# Sandeply from HD



## mattk8715 (Jan 22, 2010)

I'm building a custom kitchen and I let the 'pro desk' guy talk me into using some of their sandeply 'cabinet grade' plywood for the cabinets. 
BAD choice. I've got all the backs, tops, and bottoms cut and got about a third of the way through dadoing the back panels when I noticed the piece I was dadoing was warping funny. I looked at the plywood and realized it was delaminating !
I'll be returning the 'cabinet grade sandeply' tomorrow (cut pieces and all, 8 cut sheets and 8 unripped sheets) expecting them to exchange it for the birch I originaly wanted.
That's about 3 days right down the crapper!! Hopefully I can spare some of you guys the same misery :thumbsup:!!


----------



## gregL (Feb 1, 2009)

There is no such thing as cabinet grade from HD. They only call it that. I only buy plywood from a lumberyard or cabinet shop


----------



## mattk8715 (Jan 22, 2010)

I've actually used their birch ply quite a bit and it hasn't been that bad, no worse than the hardwood veneered ply from the lumber yards that I pay 100$+ a sheet for. These are painted cabinets so I can use the birch. Just got talked into the sandeply trash because it was cheaper yet. Never make that mistake again. The sandeply also feels like balsa wood, real soft and splinters bad while routering, the stuffs just garbage and I can't see any good use for it :thumbdown:.


----------



## Julian the woodnut (Nov 5, 2008)

You have to watch it at homey depot. They only sell junk ply. My local Menards actually has 4x8 sheets of baltic birch ply that is super flat and is solid birch throughout with no voids.


----------



## AndersonsWoodworks (Jan 7, 2010)

I have used their sandeply with success but not for cabinet cases. None of it should delaminate. I have had some of the birch delaminate and took it back and was refunded the cost. I must be lucky because I have found some real nice 3/4" plywood at HD. As a matter of fact I had some in the back of my truck while at the lumber yard and the guys there commented on how nice it was. Theirs was not as nice. I just bought some maple plywood from HD that was marked down to $29 a sheet. Very nice stuff!

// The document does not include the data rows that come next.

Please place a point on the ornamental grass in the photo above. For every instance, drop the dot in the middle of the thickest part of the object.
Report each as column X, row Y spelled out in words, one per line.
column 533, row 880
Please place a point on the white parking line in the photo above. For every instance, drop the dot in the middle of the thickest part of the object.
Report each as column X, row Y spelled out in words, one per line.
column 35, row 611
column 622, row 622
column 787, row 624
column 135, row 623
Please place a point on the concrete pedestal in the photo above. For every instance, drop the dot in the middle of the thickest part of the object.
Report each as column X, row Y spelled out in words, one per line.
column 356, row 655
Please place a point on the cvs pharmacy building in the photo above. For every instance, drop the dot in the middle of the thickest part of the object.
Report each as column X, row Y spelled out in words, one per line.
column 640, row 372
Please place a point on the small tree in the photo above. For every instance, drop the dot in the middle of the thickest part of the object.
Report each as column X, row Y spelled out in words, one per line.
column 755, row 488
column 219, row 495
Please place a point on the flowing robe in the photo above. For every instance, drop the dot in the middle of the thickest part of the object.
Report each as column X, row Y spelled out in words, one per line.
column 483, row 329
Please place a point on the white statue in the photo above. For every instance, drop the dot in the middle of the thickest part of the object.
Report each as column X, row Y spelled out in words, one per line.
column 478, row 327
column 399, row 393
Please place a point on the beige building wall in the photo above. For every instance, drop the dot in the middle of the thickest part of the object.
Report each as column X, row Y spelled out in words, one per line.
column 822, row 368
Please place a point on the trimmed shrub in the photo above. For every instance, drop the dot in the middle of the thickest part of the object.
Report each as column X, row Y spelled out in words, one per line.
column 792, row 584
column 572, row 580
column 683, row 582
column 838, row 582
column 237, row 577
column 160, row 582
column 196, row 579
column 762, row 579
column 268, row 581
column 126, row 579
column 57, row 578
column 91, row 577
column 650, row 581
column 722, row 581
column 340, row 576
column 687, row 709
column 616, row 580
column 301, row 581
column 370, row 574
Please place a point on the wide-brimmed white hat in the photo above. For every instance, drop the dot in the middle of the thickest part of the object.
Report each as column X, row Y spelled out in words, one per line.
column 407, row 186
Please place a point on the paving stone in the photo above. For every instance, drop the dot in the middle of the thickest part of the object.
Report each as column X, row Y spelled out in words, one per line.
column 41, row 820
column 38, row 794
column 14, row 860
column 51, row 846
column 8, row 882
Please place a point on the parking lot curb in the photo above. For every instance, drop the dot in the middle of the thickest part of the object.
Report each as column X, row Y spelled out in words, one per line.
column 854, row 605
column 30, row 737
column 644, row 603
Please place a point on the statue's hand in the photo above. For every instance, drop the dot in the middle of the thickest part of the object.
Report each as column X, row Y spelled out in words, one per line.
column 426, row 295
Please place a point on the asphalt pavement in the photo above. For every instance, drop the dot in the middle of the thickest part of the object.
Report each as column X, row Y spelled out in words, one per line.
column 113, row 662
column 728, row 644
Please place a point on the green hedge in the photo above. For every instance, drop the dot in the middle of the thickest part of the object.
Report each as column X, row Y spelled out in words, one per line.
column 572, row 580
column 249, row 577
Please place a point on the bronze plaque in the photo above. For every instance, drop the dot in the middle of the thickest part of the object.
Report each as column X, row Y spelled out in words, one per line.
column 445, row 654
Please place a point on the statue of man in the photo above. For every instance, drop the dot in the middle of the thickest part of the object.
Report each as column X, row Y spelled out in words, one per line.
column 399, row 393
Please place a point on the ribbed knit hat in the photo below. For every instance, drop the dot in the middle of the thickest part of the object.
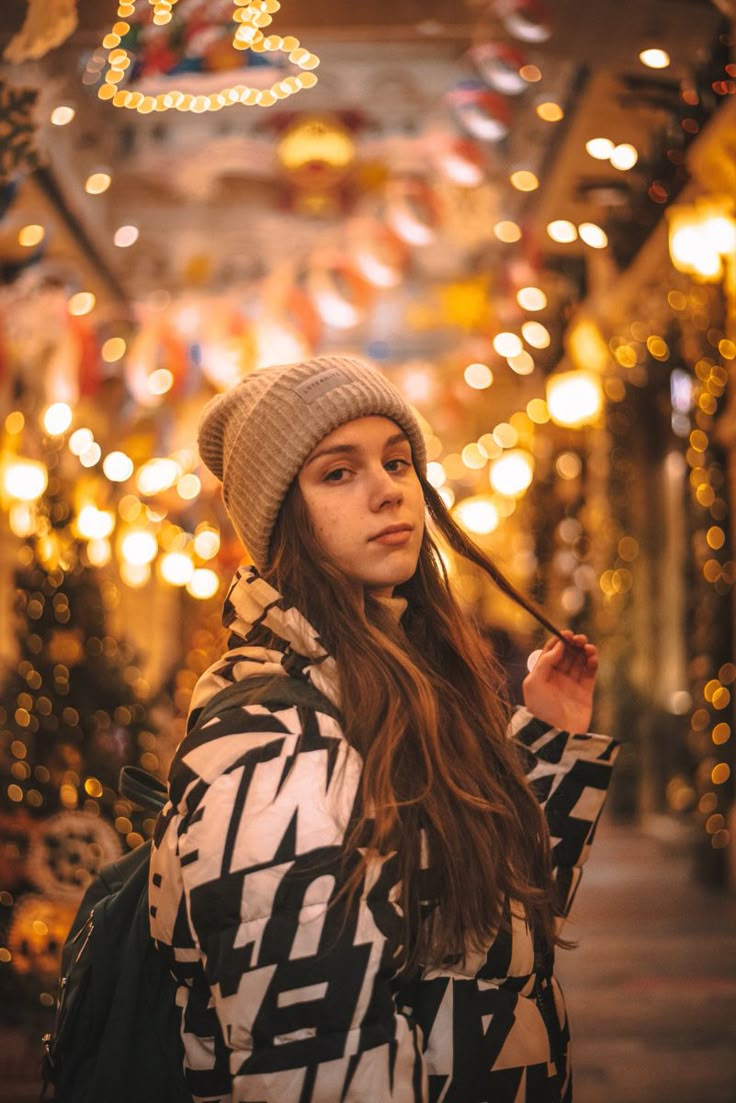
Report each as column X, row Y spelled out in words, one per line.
column 256, row 437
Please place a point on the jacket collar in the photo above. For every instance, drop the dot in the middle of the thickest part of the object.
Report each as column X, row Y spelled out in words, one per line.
column 253, row 603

Back to Sandeply, I don't like it for cabinet cases because the surface is not smooth enough. I have used the 1/2" for drawer boxes. It took some work but it looked nice when finished.


----------



## Larry Norton (Sep 30, 2008)

I don't buy any plywood from HD or Lowes. It can be downright dangerous when you're cutting it on the table saw and it starts to delaminate. I'm starting a bedroom set for a customer and I'm getting the plywood from my local lumber yard.


----------



## CivilEngineer13 (Aug 29, 2008)

Julian the woodnut said:


> You have to watch it at homey depot. They only sell junk ply. My local Menards actually has 4x8 sheets of baltic birch ply that is super flat and is solid birch throughout with no voids.


+1. We are lucky to have Menards in our area. Blows HD and Lowes out of the water when it comes to lumber. Not even close.


----------



## mattk8715 (Jan 22, 2010)

CivilEngineer13 said:


> +1. We are lucky to have Menards in our area. Blows HD and Lowes out of the water when it comes to lumber. Not even close.


Their baltic birch is nice.
I got HD to take back it back, cut pieces and all. Replaced it w/ the birch I originally wanted. Now I need to quit messing around on forums and try to somehow make up all the time I lost :thumbdown:!
This whole project has gone like this :furious:! Guess you have those every now and again. Makes up for last two I did, customers were amazing and the projects went very well!


----------



## mattk8715 (Jan 22, 2010)

AndersonsWoodworks said:


> I have used their sandeply with success but not for cabinet cases. None of it should delaminate. I have had some of the birch delaminate and took it back and was refunded the cost. I must be lucky because I have found some real nice 3/4" plywood at HD. As a matter of fact I had some in the back of my truck while at the lumber yard and the guys there commented on how nice it was. Theirs was not as nice. I just bought some maple plywood from HD that was marked down to $29 a sheet. Very nice stuff!
> 
> Back to Sandeply, I don't like it for cabinet cases because the surface is not smooth enough. I have used the 1/2" for drawer boxes. It took some work but it looked nice when finished.


I agree about HD's birch. I had to get some 1/4" mdf for my doors and drawer bottoms (painted cabinets) from my local yard and their birch is complete trash. The sign below it even says 'imported birch'. The stuff from HD is at least made in the USA :thumbsup:!


----------



## Julian the woodnut (Nov 5, 2008)

HD must buy from all different sources because the one by me stocks chinese multiply which isn't flat at all and has lots of voids in it.


----------